‘Late Night’ takes a spin through Leonard Bernstein’s big brain
APRIL 22, 2018
by Peter Dobrin, Classical Music Critic
Most families have their share of photos ready to show to visitors. Jamie Bernstein’s family album just happens to be more musical than most.
Lights down, soundtrack up: Leonard Bernstein and Michael Tilson Thomas jousting for elbow room while playing a four-hand “The Rite of Spring.” Bernstein’s voice on a piece of 78 rpm acetate, sending a message to Jerome Robbins about progress on a new work and apologizing for the sloppy playing. Here’s one of his favorite tunes, Noel Coward’s “If Love Were All,” performed live and quite movingly by pianist John Musto and soprano Amy Burton.

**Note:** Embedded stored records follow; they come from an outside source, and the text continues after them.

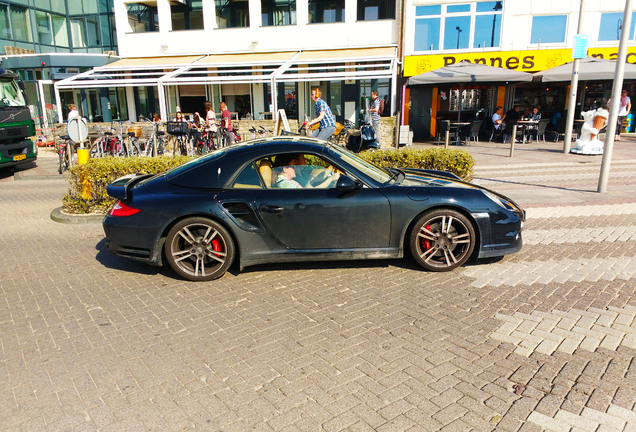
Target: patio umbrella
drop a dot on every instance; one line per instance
(590, 69)
(467, 72)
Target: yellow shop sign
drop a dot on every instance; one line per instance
(527, 61)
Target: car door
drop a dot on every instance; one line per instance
(326, 218)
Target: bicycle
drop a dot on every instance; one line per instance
(103, 146)
(65, 154)
(180, 130)
(155, 145)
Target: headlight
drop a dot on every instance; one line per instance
(501, 202)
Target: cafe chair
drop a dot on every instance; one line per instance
(442, 127)
(471, 132)
(507, 133)
(539, 132)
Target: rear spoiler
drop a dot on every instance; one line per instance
(121, 187)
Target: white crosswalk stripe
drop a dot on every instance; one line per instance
(580, 235)
(552, 271)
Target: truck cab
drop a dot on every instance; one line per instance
(16, 124)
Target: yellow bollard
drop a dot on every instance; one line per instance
(82, 159)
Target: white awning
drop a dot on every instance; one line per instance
(287, 66)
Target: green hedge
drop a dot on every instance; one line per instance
(102, 171)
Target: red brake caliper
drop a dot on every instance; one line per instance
(216, 246)
(426, 244)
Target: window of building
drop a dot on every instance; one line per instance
(232, 13)
(187, 15)
(326, 11)
(278, 12)
(60, 32)
(21, 24)
(78, 33)
(43, 25)
(458, 26)
(548, 29)
(5, 28)
(372, 10)
(611, 26)
(142, 18)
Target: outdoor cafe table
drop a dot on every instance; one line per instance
(458, 126)
(526, 125)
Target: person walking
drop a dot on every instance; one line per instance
(73, 112)
(226, 123)
(324, 116)
(624, 107)
(375, 114)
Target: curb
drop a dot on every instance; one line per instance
(75, 219)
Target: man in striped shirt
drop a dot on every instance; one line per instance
(324, 116)
(375, 114)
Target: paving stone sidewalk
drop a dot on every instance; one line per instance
(543, 340)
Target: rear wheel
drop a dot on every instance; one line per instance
(442, 240)
(199, 249)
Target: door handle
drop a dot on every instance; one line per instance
(266, 208)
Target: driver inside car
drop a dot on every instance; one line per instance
(307, 176)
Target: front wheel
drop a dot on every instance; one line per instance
(442, 240)
(199, 249)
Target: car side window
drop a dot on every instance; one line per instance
(248, 179)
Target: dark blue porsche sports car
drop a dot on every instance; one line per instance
(299, 199)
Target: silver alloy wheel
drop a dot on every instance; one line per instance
(442, 240)
(199, 249)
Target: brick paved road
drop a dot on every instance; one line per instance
(541, 340)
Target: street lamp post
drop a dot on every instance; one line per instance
(497, 8)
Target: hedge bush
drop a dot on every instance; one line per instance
(100, 172)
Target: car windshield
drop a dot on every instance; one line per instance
(378, 174)
(10, 94)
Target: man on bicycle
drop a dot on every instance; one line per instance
(324, 116)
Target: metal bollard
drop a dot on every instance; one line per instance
(512, 140)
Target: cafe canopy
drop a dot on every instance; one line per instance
(590, 69)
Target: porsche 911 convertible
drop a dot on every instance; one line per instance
(288, 199)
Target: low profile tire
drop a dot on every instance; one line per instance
(199, 249)
(442, 240)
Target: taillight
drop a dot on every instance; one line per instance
(121, 209)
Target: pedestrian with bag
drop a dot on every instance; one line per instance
(324, 116)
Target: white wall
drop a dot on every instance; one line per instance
(350, 33)
(517, 22)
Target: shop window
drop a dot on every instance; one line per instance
(5, 29)
(452, 26)
(326, 11)
(372, 10)
(232, 13)
(611, 26)
(278, 12)
(142, 18)
(21, 24)
(548, 29)
(187, 15)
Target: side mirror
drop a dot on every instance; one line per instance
(346, 183)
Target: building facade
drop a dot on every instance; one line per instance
(259, 56)
(529, 36)
(45, 41)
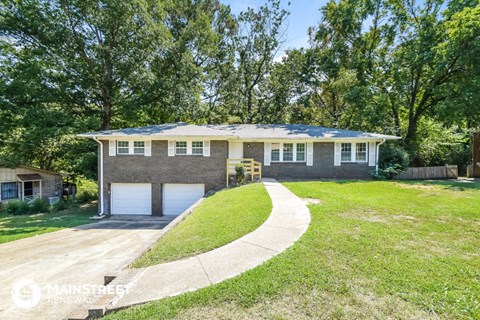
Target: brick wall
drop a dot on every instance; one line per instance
(323, 165)
(159, 168)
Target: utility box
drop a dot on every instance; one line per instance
(476, 155)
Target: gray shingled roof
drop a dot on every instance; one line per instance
(241, 131)
(163, 130)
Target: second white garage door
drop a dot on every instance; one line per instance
(179, 197)
(131, 198)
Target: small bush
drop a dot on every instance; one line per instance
(39, 206)
(86, 196)
(87, 190)
(61, 205)
(16, 207)
(240, 175)
(392, 161)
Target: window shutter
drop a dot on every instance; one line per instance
(338, 154)
(148, 148)
(267, 147)
(309, 153)
(206, 148)
(112, 148)
(171, 148)
(372, 160)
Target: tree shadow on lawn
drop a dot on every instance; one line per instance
(454, 185)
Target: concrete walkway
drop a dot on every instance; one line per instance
(287, 223)
(70, 258)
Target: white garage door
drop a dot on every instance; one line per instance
(131, 198)
(179, 197)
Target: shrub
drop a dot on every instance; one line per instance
(240, 175)
(39, 206)
(87, 190)
(16, 207)
(61, 205)
(86, 196)
(393, 160)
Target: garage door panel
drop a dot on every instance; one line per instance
(179, 197)
(131, 198)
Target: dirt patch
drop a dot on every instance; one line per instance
(416, 186)
(375, 216)
(308, 201)
(315, 305)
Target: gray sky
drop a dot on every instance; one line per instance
(303, 14)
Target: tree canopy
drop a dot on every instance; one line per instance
(396, 67)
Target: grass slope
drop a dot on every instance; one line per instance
(220, 219)
(24, 226)
(374, 250)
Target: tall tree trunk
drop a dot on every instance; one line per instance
(249, 107)
(106, 114)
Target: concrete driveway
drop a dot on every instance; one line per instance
(65, 269)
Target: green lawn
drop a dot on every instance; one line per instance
(220, 219)
(24, 226)
(374, 250)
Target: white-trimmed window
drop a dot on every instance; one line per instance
(139, 147)
(180, 147)
(122, 147)
(361, 152)
(9, 190)
(197, 147)
(288, 152)
(130, 147)
(354, 152)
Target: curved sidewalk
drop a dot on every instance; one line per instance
(287, 223)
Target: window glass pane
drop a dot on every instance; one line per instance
(180, 147)
(300, 151)
(275, 151)
(346, 152)
(288, 152)
(197, 147)
(122, 147)
(361, 152)
(9, 190)
(139, 147)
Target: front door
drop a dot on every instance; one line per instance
(28, 188)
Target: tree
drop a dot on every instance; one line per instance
(405, 56)
(257, 42)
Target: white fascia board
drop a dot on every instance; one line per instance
(152, 137)
(317, 139)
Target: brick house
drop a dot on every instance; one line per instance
(163, 169)
(27, 183)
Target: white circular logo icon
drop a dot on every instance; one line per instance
(26, 293)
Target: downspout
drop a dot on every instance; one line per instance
(101, 176)
(377, 154)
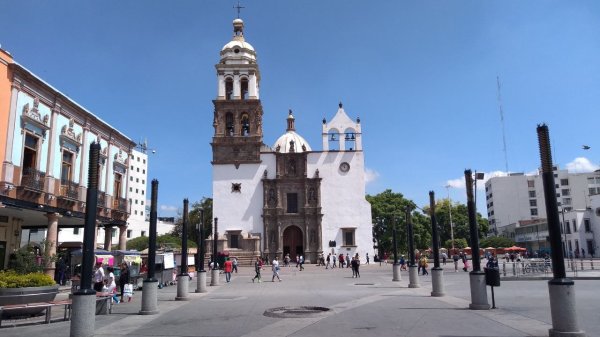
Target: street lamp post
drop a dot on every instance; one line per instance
(201, 273)
(214, 276)
(413, 271)
(450, 214)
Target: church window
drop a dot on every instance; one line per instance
(244, 88)
(334, 140)
(292, 203)
(229, 89)
(245, 125)
(229, 124)
(348, 236)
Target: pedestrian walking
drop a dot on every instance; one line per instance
(227, 268)
(275, 269)
(257, 269)
(455, 259)
(234, 264)
(356, 265)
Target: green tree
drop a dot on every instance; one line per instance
(194, 219)
(496, 242)
(389, 209)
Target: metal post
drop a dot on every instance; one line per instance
(84, 300)
(201, 279)
(413, 271)
(150, 289)
(396, 266)
(562, 289)
(437, 273)
(183, 279)
(476, 277)
(214, 280)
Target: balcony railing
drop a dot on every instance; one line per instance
(33, 179)
(101, 199)
(120, 204)
(69, 189)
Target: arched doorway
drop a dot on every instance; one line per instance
(292, 242)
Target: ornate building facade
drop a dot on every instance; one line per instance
(286, 198)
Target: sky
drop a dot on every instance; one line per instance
(421, 75)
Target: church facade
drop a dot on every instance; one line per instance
(286, 198)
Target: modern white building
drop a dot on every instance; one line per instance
(519, 197)
(287, 198)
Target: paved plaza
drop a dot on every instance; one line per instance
(372, 305)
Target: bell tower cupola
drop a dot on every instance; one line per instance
(238, 110)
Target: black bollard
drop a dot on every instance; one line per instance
(183, 279)
(150, 289)
(84, 300)
(437, 273)
(561, 288)
(476, 277)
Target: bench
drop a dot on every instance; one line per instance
(44, 305)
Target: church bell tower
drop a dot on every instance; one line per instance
(238, 110)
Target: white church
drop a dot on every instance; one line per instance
(287, 198)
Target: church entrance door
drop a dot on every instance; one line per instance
(292, 242)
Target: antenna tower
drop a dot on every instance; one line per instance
(502, 122)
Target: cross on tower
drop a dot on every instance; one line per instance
(238, 7)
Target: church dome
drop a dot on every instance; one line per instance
(290, 141)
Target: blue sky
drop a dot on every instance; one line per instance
(420, 74)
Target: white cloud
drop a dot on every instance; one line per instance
(460, 182)
(580, 165)
(168, 208)
(370, 175)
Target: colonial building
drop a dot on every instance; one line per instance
(286, 198)
(44, 144)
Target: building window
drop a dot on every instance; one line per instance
(229, 124)
(117, 186)
(586, 223)
(348, 236)
(30, 152)
(292, 203)
(67, 166)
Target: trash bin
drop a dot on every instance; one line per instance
(492, 277)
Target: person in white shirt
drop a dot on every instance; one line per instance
(99, 277)
(275, 268)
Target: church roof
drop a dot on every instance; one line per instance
(290, 141)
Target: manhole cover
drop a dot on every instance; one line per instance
(295, 312)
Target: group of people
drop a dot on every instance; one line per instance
(106, 282)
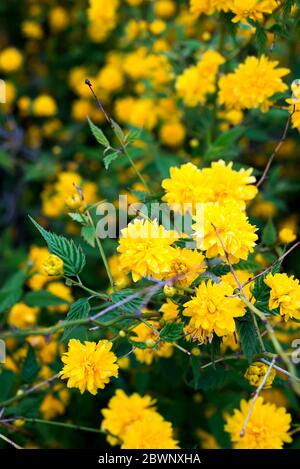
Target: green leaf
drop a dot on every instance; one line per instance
(79, 310)
(260, 38)
(43, 299)
(98, 134)
(210, 378)
(171, 332)
(30, 367)
(269, 235)
(42, 169)
(108, 159)
(12, 291)
(118, 131)
(133, 135)
(72, 255)
(7, 381)
(248, 337)
(224, 145)
(88, 233)
(76, 217)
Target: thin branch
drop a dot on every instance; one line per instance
(272, 265)
(10, 442)
(259, 389)
(240, 287)
(277, 148)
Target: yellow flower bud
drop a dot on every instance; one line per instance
(53, 265)
(169, 291)
(256, 373)
(150, 343)
(75, 202)
(19, 422)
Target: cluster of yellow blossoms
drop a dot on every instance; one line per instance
(242, 9)
(198, 81)
(259, 75)
(134, 422)
(267, 427)
(89, 366)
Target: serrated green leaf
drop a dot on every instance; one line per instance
(7, 381)
(88, 233)
(260, 38)
(171, 332)
(269, 235)
(248, 337)
(76, 217)
(72, 255)
(79, 310)
(108, 159)
(98, 134)
(43, 299)
(30, 366)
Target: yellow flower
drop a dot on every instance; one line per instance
(252, 9)
(110, 78)
(170, 311)
(22, 316)
(32, 29)
(225, 183)
(212, 310)
(51, 407)
(186, 266)
(164, 8)
(267, 427)
(285, 295)
(123, 410)
(89, 366)
(61, 291)
(53, 265)
(243, 276)
(184, 189)
(208, 441)
(44, 106)
(197, 81)
(75, 202)
(287, 235)
(172, 133)
(121, 279)
(256, 372)
(58, 19)
(103, 18)
(237, 234)
(259, 75)
(150, 432)
(208, 7)
(145, 249)
(10, 60)
(144, 333)
(157, 27)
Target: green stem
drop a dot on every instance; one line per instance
(138, 173)
(276, 344)
(102, 252)
(64, 425)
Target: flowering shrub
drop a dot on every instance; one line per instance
(149, 251)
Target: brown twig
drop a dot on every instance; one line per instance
(276, 150)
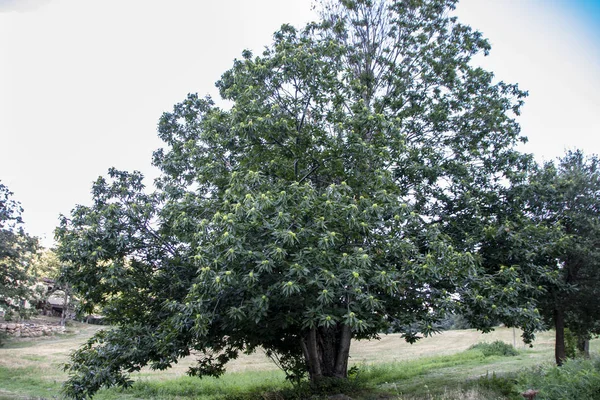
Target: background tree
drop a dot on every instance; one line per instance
(325, 205)
(550, 237)
(16, 252)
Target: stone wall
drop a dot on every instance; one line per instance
(30, 330)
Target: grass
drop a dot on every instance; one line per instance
(446, 366)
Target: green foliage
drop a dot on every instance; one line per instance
(571, 350)
(575, 379)
(550, 238)
(496, 348)
(17, 250)
(505, 385)
(345, 193)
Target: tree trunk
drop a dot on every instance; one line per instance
(559, 346)
(583, 345)
(63, 316)
(326, 352)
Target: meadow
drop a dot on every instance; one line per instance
(444, 366)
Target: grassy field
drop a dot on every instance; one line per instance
(436, 367)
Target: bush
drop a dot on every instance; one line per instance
(497, 348)
(576, 379)
(499, 385)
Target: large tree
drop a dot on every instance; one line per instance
(550, 235)
(17, 250)
(343, 194)
(565, 196)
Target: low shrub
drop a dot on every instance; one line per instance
(504, 385)
(575, 379)
(497, 348)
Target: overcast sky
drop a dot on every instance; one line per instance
(83, 83)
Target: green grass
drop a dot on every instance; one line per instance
(236, 385)
(33, 371)
(26, 381)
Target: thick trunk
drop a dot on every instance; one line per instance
(583, 345)
(559, 347)
(63, 315)
(326, 351)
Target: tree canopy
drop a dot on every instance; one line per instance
(553, 232)
(345, 193)
(16, 252)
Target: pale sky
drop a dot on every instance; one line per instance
(83, 83)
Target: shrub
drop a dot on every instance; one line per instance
(576, 379)
(499, 385)
(497, 348)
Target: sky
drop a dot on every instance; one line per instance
(83, 83)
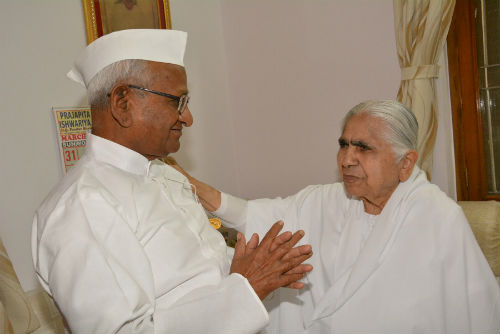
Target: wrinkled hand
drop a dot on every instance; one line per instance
(274, 262)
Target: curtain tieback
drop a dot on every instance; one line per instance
(420, 72)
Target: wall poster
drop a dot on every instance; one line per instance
(73, 125)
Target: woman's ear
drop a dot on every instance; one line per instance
(120, 103)
(407, 163)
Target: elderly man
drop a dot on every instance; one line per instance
(122, 243)
(394, 253)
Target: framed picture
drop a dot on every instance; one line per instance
(105, 16)
(73, 126)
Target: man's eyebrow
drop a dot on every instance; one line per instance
(360, 143)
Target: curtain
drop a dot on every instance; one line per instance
(421, 30)
(16, 313)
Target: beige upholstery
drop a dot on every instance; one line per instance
(16, 313)
(20, 312)
(484, 219)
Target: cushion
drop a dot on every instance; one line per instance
(484, 219)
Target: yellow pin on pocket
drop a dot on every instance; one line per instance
(215, 222)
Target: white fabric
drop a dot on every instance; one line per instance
(124, 246)
(161, 45)
(420, 269)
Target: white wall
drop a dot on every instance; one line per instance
(270, 82)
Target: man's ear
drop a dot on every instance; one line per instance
(407, 163)
(120, 103)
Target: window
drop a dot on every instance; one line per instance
(473, 58)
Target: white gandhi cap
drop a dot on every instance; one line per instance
(161, 45)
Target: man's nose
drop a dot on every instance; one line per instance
(349, 157)
(186, 117)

Jamie Bernstein summons forces musical and archival in Late Night with Leonard Bernstein, which made a one-night-only appearance (and ran not so late) Saturday at the National Museum of American Jewish History on Independence Mall. The script by Bernstein’s daughter and George Steel (the show is produced by Copland House) isn’t linear biography or musicological investigation. More of a musical séance, it’s probably the most haimisch two hours (to borrow from the Yiddish for “homey”) anyone will spend in the presence of the composer-conductor-musical explainer this centenary year.
The show ends with “Some Other Time” from On the Town, which, after all we’ve heard and learned, arrives like a moment of distillation. Musto, Boriskin and Burton gave it a marvelous sense of tranquility and unwinding. But it’s also a piece about grappling with unfinished business in life.
“Oh well, we’ll catch up some other time,” says the lyric. The music, though, isn’t so sure, and it’s that complexity and contradiction that helps to explain what made Bernstein a musician of remarkable layers, like all the greats.